South Carolina Republican Sen. Tim Scott, one of those who supported a failed amendment to ensure no worker received more on unemployment than they would have otherwise been paid, said he was not aware that work-share employees would receive the full $600 a week. He said his concern is that the federal subsidy will put pressure on companies to raise wages to compete with what people can make on unemployment.
But the effect of the extra $600 was debated during the law’s crafting. The flat $600 federal payout was a recognition from Congress that state unemployment systems were going to be beleaguered with millions of new unemployment claims — including many from people who traditionally don’t qualify, such as gig workers.
They concluded that offering a flat amount based on national averages would be the fastest, most efficient way to get money to those who need it. The archaic state systems are not technologically advanced enough to deal with prorating the federal subsidy to just make up the difference between what a state offers in unemployment and what a worker’s normal take-home pay would be, Upjohn Institute economist Susan Houseman said.
“They needed to do something that was very, very simple,” she said. “Was that ideal? No, it was not. But they were just trying to get a system in place that would get out the benefits.”
In the end, the determination by Congress was that “the people who will be making more — either as unemployed or work-share short-time — are people who are relatively low-wage anyway,” Houseman said.
Providing the $600-a-week federal supplement to people who were laid off, but not to those whose hours were reduced, might have caused employers to decide that workers would be better off financially if they lost their jobs, Houseman said.
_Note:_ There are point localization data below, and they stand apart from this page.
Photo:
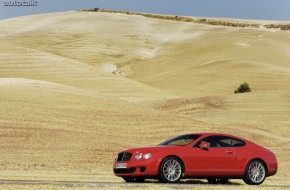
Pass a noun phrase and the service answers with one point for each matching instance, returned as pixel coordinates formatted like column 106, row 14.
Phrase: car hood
column 152, row 149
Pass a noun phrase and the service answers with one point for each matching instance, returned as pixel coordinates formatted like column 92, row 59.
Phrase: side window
column 237, row 143
column 217, row 141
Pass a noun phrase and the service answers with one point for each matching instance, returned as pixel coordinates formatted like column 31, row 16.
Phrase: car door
column 218, row 159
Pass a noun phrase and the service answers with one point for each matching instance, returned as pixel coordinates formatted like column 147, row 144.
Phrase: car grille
column 125, row 171
column 124, row 156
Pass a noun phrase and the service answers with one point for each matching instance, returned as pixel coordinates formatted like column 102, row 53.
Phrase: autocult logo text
column 19, row 3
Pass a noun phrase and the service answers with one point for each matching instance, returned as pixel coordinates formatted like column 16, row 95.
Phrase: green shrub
column 243, row 88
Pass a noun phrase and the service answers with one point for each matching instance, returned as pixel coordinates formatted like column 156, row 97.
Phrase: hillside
column 77, row 87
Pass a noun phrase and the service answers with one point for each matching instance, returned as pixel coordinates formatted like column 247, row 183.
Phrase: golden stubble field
column 77, row 87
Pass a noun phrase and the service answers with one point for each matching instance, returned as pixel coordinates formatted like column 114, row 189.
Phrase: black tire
column 171, row 170
column 217, row 180
column 134, row 179
column 255, row 173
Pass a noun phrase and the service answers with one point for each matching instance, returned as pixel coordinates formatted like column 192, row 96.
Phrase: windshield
column 180, row 140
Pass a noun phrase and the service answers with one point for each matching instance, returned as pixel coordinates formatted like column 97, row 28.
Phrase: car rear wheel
column 134, row 179
column 217, row 180
column 255, row 173
column 170, row 170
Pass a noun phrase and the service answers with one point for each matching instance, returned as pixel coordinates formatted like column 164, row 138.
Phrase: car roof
column 213, row 133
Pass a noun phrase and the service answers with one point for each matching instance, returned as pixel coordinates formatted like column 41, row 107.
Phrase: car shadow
column 193, row 181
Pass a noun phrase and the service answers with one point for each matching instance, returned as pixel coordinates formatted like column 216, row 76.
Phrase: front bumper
column 137, row 168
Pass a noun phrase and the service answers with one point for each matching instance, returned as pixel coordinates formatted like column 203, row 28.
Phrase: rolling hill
column 77, row 87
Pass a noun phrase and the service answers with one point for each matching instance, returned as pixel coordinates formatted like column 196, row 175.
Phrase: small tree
column 243, row 88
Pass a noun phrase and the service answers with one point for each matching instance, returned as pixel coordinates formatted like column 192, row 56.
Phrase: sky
column 246, row 9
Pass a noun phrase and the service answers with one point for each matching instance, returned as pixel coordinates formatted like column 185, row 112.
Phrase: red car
column 212, row 156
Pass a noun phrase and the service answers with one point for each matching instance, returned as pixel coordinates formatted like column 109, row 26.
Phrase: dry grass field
column 77, row 87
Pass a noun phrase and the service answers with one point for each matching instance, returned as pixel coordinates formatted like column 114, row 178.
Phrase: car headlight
column 138, row 156
column 147, row 156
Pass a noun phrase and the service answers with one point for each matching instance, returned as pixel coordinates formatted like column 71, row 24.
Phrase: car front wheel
column 217, row 181
column 170, row 170
column 255, row 173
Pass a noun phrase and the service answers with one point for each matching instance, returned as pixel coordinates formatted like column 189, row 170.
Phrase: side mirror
column 204, row 145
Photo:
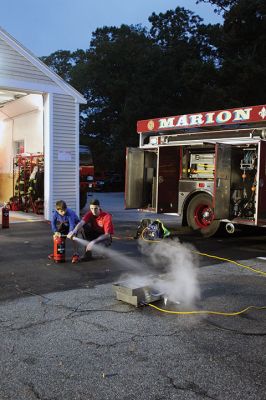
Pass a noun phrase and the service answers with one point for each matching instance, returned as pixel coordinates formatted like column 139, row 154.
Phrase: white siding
column 65, row 173
column 14, row 66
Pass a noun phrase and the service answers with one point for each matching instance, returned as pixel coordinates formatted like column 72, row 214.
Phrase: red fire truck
column 208, row 167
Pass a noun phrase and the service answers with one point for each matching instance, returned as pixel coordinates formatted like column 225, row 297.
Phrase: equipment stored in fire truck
column 208, row 167
column 86, row 173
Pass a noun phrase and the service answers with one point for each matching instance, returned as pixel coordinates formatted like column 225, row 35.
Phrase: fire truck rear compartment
column 228, row 173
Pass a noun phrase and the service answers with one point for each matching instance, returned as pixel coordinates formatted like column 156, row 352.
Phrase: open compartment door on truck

“If you didn’t have the $600 applying to people on work-share, it could have been a disincentive,” Houseman said.
But she acknowledged that some businesses with work-share employees who make more money with the federal subsidy might find it harder to resume full-time operations until the $600-a-week payout ends July 31, assuming Congress does not extend it. In essence, the businesses would be asking employees to work more hours for less money.
“Think of the morale problems,” Houseman said.